Venerdì, 27 marzo 2020.

L’altro giorno, mi è capitata sotto gli occhi una poesia di Wislawa Szymborska. Si intitola “Sulla morte senza esagerare”.

Non s’intende di scherzi,
stelle, ponti,
tessitura, miniere, lavoro dei campi,
costruzione di navi e cottura di dolci.
Quando conversiamo del domani
intromette la sua ultima parola
a sproposito.
Non sa fare neppure ciò
che attiene al suo mestiere:
né scavare una fossa,
né mettere insieme una bara,
né rassettare il disordine che lascia.
Occupata a uccidere,
lo fa in modo maldestro,
senza metodo né abilità.
Come se con ognuno di noi stesse imparando.

Non c’è vita
che almeno per un attimo
non sia stata immortale.
La morte
è sempre in ritardo di quell’attimo.
Invano scuote la maniglia
d’una porta invisibile.
A nessuno può sottrarre
il tempo raggiunto.

La ripasso con la mente, mentre mi vesto per uscire. Sono versi arguti, beffardi, che per qualche fuggevole istante mi restituiscono il sorriso, al pensiero di quali possano essere stati i miei attimi di immortalità. Scolpite nella mente, rimangono più le sconfitte delle vittorie, ma qualcosa, a voler ben cercare, c’è. La sensazione di sollievo, mista a ebbrezza, nello scrivere la parola fine, in calce a un romanzo o a una sceneggiatura. Che poi già sai, che ti toccherà scrivere e riscrivere tante volte ancora, fino a quando non sarai costretto ad abbandonare il testo, perché incombe la data di consegna. Paul Valéry disse bene, quella volta: non si finisce mai di scrivere, ma arriva sempre un momento in cui devi interrompere. Questa è la verità.
Oppure quel giorno che sono arrivato a Cagliari, per riprendere quello stesso traghetto con cui ero approdato in Sardegna, dopo averla percorsa tutta in bicicletta. 1200 km circa, lungo la costa, nell’arco di due settimane. Tanto mi ci era voluto. E ancora non so come abbia fatto a non gettare la spugna, nelle tappe più impegnative, abbandonando l’impresa per salire su un autobus o un treno e porre un freno all’acido lattico che mi indolenziva le gambe. Già lo so. Sarà questa la prima cosa che farò, quando saremo di nuovo liberi di muoverci, senza più freni e limitazioni. Salire in sella alla mia bicicletta, parcheggiata in terrazzo, e partire all’avventura, che ogni volta ti sembra di essere un pazzo ad uscire di casa per raggiungere la Grecia o la Sicilia, che ormai le coste del Mediterraneo le conosco tutte, palmo a palmo.

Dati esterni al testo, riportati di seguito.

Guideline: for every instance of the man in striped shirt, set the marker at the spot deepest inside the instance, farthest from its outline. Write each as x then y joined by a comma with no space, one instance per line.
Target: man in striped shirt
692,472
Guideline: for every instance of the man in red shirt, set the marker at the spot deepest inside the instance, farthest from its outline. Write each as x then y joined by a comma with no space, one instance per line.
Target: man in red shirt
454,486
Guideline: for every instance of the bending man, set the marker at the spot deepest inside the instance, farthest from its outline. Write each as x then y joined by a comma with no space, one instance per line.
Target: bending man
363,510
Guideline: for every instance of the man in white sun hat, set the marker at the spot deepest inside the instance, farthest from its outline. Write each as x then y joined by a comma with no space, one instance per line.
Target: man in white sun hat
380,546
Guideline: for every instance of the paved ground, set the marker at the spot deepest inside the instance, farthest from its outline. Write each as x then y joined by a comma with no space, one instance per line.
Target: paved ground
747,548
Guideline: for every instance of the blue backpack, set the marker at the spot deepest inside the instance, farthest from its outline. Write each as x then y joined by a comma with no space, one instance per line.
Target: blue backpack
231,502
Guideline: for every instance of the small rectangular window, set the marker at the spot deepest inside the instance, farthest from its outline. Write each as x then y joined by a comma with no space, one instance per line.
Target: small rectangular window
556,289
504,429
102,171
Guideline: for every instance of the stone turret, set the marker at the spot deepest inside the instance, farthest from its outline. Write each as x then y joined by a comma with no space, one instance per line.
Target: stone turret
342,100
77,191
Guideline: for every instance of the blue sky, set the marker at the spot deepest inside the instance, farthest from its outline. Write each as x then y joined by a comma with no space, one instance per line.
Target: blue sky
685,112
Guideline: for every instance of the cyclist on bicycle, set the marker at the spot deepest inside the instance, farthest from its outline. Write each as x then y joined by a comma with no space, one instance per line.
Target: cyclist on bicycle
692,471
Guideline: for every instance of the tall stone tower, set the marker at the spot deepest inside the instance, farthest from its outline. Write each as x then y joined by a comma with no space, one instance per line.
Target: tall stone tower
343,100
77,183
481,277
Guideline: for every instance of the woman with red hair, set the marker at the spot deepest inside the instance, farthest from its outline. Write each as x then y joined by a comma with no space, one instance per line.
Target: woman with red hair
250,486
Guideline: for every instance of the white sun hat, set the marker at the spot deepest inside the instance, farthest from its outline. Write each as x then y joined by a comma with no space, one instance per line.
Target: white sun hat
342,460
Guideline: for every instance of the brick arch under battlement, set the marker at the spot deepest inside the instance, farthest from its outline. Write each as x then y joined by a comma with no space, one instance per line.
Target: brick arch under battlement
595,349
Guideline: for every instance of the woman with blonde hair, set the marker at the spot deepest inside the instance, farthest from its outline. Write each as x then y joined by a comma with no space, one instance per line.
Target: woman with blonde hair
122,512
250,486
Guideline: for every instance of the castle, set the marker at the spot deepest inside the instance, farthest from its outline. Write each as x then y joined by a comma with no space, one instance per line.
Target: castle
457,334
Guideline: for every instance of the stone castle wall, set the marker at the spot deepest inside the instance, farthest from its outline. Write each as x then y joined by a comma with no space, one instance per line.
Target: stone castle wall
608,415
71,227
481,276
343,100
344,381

Dovrei fare la spesa, ma in realtà ho il frigorifero pieno e non ne avrei bisogno. Ho però voglia di fare una passeggiata. Non si potrebbe, ma ho elaborato un trucco. Lungo via del Pigneto, almeno fino a un certo punto, ogni cinquanta metri c’è un negozio di alimentari o una farmacia. Se qualcuno mi dovesse fermare, posso sempre dire che sto per andare a comprarmi qualcosa, che sia un cesto di frutta o una confezione di tachipirina, che in realtà non mi serve, ma è sempre bene tenere una scorta in casa.
In realtà, nessuno mi ha mai fermato. Nel mio quartiere, non passano nemmeno le macchine con l’altoparlante, che invitano la gente a stare in casa. A Trastevere, pare di sì.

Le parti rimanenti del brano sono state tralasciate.